Let's say I want to prove that $p\Leftrightarrow q$. My proof looks like this: $p\Leftrightarrow a\Leftrightarrow q$. I have used two "theorems", namely, $p\Leftrightarrow a$ and $a\Leftrightarrow q$. The problem is that the theorem $p\Leftrightarrow a$ has the requirement that $p$ or $q$ should be true. Can I still use this theorem in my proof? This is not a made up case, by the way. I am actually trying to find a proof for something.

Answer 1

Yes you can.
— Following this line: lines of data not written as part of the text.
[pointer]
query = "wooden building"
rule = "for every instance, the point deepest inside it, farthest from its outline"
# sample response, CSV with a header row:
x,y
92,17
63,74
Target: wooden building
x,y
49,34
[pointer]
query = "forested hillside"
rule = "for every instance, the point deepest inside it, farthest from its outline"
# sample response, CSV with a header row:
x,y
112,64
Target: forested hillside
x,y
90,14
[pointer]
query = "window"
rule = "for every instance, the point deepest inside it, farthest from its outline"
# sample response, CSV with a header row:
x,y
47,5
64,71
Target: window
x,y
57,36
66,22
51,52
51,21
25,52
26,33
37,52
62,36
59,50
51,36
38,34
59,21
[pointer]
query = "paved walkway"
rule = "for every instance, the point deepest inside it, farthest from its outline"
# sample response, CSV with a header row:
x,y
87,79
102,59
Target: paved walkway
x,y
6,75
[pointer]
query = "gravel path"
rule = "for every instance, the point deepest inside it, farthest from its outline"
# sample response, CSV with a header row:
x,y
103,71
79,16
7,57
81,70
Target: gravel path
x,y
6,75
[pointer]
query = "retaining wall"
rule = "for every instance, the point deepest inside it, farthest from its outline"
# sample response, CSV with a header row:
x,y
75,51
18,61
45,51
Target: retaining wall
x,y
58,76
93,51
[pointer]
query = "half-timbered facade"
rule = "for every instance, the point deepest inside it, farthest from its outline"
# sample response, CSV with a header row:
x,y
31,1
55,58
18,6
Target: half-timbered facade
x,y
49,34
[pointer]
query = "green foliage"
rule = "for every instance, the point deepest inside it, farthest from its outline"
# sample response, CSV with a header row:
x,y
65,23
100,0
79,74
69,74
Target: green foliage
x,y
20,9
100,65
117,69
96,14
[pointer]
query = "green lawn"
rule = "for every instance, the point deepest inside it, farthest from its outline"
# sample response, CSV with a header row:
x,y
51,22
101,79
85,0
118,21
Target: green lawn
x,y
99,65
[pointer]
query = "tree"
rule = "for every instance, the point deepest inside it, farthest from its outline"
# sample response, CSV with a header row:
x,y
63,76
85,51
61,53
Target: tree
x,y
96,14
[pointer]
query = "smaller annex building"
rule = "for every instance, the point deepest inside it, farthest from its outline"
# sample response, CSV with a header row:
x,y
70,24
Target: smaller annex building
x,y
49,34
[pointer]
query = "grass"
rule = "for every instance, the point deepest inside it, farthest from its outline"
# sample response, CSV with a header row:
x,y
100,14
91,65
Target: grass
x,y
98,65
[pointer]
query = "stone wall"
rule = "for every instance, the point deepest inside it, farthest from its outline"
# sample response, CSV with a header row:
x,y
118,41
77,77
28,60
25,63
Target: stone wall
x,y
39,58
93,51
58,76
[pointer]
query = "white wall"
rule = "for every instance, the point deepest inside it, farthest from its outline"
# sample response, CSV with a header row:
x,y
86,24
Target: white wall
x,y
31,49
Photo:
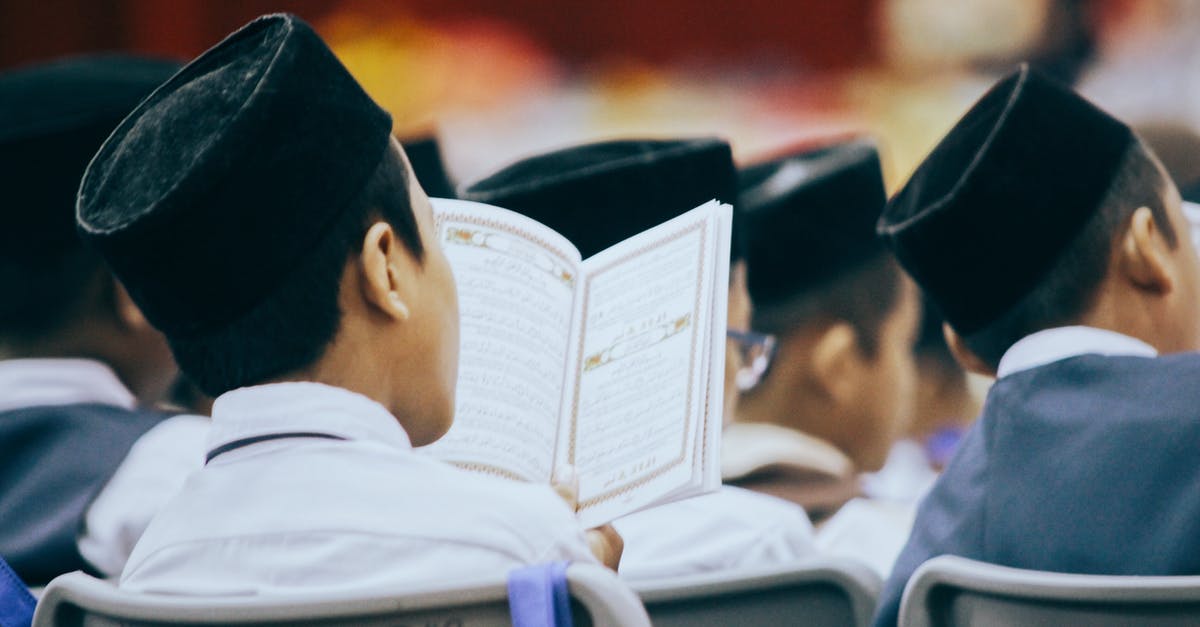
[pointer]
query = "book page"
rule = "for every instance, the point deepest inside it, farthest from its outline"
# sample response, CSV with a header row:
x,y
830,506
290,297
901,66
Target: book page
x,y
516,300
642,369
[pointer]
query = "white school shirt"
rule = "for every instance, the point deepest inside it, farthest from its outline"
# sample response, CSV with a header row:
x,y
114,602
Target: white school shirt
x,y
1062,342
869,530
729,529
153,470
312,513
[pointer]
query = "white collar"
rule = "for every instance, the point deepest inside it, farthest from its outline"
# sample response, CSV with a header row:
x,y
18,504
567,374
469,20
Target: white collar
x,y
41,382
747,447
301,406
1061,342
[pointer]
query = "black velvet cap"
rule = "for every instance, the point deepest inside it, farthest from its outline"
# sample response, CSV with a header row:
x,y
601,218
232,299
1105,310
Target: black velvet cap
x,y
425,155
810,219
598,195
989,210
210,192
53,118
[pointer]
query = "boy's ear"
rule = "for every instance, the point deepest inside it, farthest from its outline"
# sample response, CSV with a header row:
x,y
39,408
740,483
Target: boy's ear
x,y
838,362
964,354
385,279
126,311
1144,256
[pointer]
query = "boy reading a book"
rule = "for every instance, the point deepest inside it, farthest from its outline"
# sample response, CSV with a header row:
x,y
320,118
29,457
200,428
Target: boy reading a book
x,y
599,195
258,210
84,467
840,388
1054,243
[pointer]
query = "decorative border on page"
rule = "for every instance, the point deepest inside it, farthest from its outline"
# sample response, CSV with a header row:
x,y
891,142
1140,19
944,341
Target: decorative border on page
x,y
487,469
575,401
474,238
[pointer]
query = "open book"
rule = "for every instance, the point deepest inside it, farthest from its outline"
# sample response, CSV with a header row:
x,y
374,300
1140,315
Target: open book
x,y
613,364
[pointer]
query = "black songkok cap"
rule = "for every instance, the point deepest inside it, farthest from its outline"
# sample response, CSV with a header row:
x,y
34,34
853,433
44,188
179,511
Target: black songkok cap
x,y
425,155
221,181
53,118
810,219
598,195
989,210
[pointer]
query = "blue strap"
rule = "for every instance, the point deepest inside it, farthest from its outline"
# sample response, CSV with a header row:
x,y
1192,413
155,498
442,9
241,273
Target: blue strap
x,y
538,596
16,603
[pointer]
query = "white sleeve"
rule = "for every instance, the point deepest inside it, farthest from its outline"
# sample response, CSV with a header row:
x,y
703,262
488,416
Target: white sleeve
x,y
869,530
729,529
150,475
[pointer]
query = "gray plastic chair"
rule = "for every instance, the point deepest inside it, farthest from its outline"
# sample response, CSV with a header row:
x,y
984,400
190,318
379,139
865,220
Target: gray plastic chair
x,y
813,592
598,598
951,590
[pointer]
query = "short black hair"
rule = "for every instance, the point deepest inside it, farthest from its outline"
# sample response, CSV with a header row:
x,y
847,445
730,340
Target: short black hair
x,y
1071,286
864,296
291,328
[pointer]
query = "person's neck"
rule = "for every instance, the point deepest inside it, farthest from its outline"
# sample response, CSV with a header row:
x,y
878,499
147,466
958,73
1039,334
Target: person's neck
x,y
336,369
784,404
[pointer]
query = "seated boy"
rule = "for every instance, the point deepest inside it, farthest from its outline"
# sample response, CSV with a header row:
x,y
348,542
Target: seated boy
x,y
1053,242
599,195
82,467
258,210
840,388
947,401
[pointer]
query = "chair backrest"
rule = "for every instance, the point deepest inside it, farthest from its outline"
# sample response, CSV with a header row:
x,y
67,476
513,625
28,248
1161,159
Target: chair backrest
x,y
951,590
598,598
814,592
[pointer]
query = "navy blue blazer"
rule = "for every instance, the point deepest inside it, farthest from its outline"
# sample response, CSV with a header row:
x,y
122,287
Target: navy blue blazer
x,y
53,463
1085,465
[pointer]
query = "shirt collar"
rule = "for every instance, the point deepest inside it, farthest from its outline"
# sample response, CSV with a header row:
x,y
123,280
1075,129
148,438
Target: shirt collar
x,y
1051,345
301,406
41,382
747,447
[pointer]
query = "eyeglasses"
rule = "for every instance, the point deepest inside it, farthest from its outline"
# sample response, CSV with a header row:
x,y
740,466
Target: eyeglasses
x,y
756,351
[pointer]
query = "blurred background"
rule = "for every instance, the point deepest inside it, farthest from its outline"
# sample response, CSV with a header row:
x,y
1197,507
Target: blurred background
x,y
497,81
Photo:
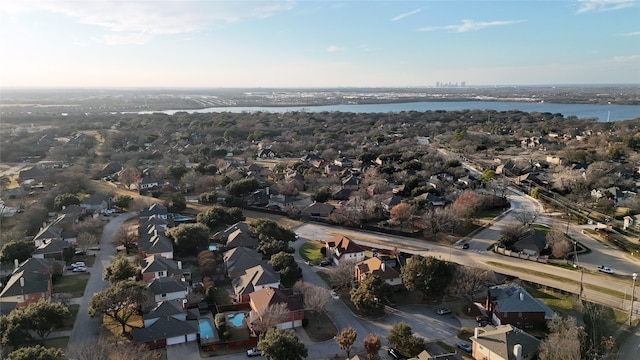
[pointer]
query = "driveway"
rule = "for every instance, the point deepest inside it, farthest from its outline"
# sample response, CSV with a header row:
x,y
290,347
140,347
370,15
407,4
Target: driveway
x,y
85,329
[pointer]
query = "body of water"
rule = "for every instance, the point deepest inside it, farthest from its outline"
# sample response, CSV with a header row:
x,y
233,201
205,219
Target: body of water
x,y
582,111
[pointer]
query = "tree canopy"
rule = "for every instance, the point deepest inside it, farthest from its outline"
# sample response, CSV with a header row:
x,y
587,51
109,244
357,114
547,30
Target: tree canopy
x,y
428,275
120,301
120,269
282,345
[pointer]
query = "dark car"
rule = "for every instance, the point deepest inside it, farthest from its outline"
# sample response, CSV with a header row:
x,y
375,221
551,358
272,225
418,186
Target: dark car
x,y
325,263
394,353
If $p$ or $q$ hold then your theorem states that $p\Leftrightarrow a$ and your other theorem states that $a\Leftrightarrow q$. On the other hand, if neither $p$ nor $q$ holds, then this creates no problem for $p\Leftrightarrow q$. Basically you have:

If we have $p$ then we have $a$ and thus also $q$. If we have $\lnot p$ then we either have $\lnot q$, or we have $\lnot a$ and thus $\lnot q$.

Answer 2

1. The problem is that the theorem $p\Leftrightarrow a$ has the requirement that $p$ or $q$ should be true.
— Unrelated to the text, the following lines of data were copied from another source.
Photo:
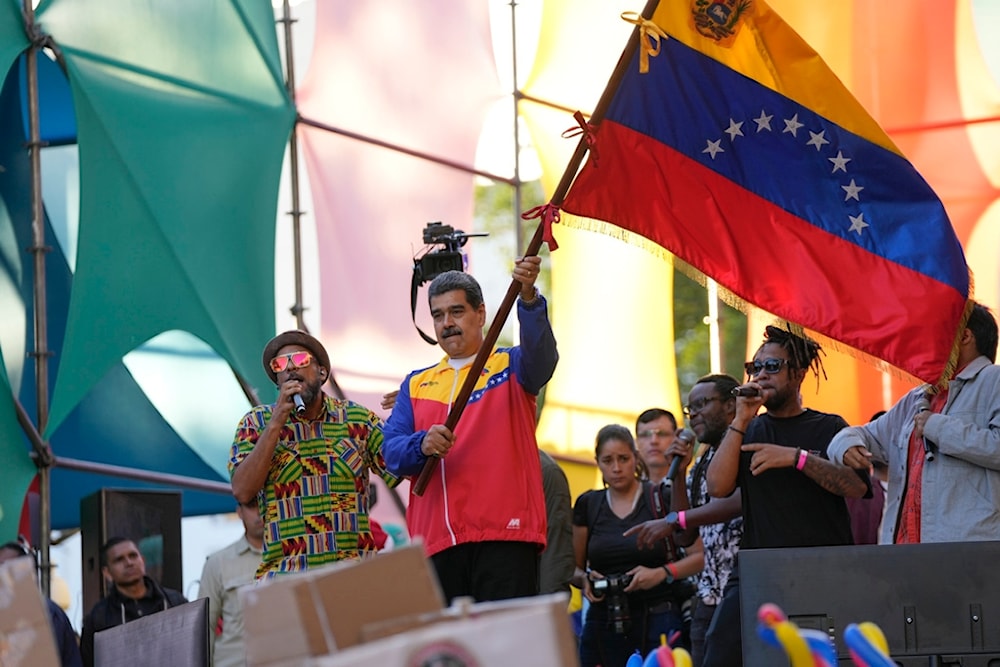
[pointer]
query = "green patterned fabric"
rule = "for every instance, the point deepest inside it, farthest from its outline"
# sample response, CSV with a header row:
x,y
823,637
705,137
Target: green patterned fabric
x,y
315,500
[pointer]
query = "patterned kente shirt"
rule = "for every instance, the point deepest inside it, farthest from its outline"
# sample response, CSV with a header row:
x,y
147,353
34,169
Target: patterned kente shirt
x,y
721,540
315,499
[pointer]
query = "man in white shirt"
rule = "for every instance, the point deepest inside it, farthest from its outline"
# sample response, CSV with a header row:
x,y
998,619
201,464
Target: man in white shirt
x,y
226,571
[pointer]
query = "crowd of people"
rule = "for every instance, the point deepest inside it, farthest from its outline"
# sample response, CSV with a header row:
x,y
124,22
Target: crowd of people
x,y
652,553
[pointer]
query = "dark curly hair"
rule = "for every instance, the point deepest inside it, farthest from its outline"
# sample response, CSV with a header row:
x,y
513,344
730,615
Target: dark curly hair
x,y
621,433
803,352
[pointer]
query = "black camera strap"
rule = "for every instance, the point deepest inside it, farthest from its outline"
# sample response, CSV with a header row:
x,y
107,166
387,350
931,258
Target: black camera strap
x,y
415,282
661,507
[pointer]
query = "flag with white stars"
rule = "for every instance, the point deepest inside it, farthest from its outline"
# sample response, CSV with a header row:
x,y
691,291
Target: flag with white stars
x,y
741,153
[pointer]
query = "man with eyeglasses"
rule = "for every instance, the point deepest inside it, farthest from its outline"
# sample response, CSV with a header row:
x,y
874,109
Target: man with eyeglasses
x,y
224,573
655,431
482,514
711,407
306,460
792,496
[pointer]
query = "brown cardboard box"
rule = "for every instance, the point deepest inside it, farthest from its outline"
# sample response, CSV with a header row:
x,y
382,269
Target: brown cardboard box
x,y
25,634
292,617
526,631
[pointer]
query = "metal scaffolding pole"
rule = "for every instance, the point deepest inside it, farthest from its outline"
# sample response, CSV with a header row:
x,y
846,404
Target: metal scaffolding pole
x,y
38,250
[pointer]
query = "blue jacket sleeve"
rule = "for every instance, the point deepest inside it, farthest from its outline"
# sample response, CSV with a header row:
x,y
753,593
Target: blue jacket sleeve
x,y
535,358
401,447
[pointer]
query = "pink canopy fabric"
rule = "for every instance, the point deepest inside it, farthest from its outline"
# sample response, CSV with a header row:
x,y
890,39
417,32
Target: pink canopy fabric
x,y
419,79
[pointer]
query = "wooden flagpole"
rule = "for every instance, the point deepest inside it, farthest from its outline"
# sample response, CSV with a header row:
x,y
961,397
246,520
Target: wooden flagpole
x,y
458,407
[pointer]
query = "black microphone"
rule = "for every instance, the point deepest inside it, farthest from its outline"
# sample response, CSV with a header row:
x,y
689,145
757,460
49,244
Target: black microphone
x,y
686,436
923,405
   • The theorem $$p\Rightarrow a$$ is indeed not useful when $p$ is false, for then no conclusion can be derived;
   • however, the theorem $$p\Leftrightarrow a\\\equiv\;\; p\Rightarrow a \;\text{ and }\; a\Rightarrow p \;\text{ and }\; \lnot p\Rightarrow \lnot a \;\text{ and }\; \lnot a\Rightarrow \lnot p,$$ is effectively saying that $p$ and $a$ have the same truth value, and so is useful even when $p$—and consequently, $a$—is false.

2. So, yes, proving $$p\Leftrightarrow q$$ is equivalent to proving $$(p \Leftrightarrow a) \;\text{ and }\; (a \Leftrightarrow q).$$

3. A technical note: a strict logician would construe the statement $$p\Leftrightarrow a\Leftrightarrow q$$ to mean $$p \Leftrightarrow (a \Leftrightarrow q),$$ which is not equivalent to $$(p \Leftrightarrow a) \;\text{ and }\; (a \Leftrightarrow q),$$ which is what you really mean.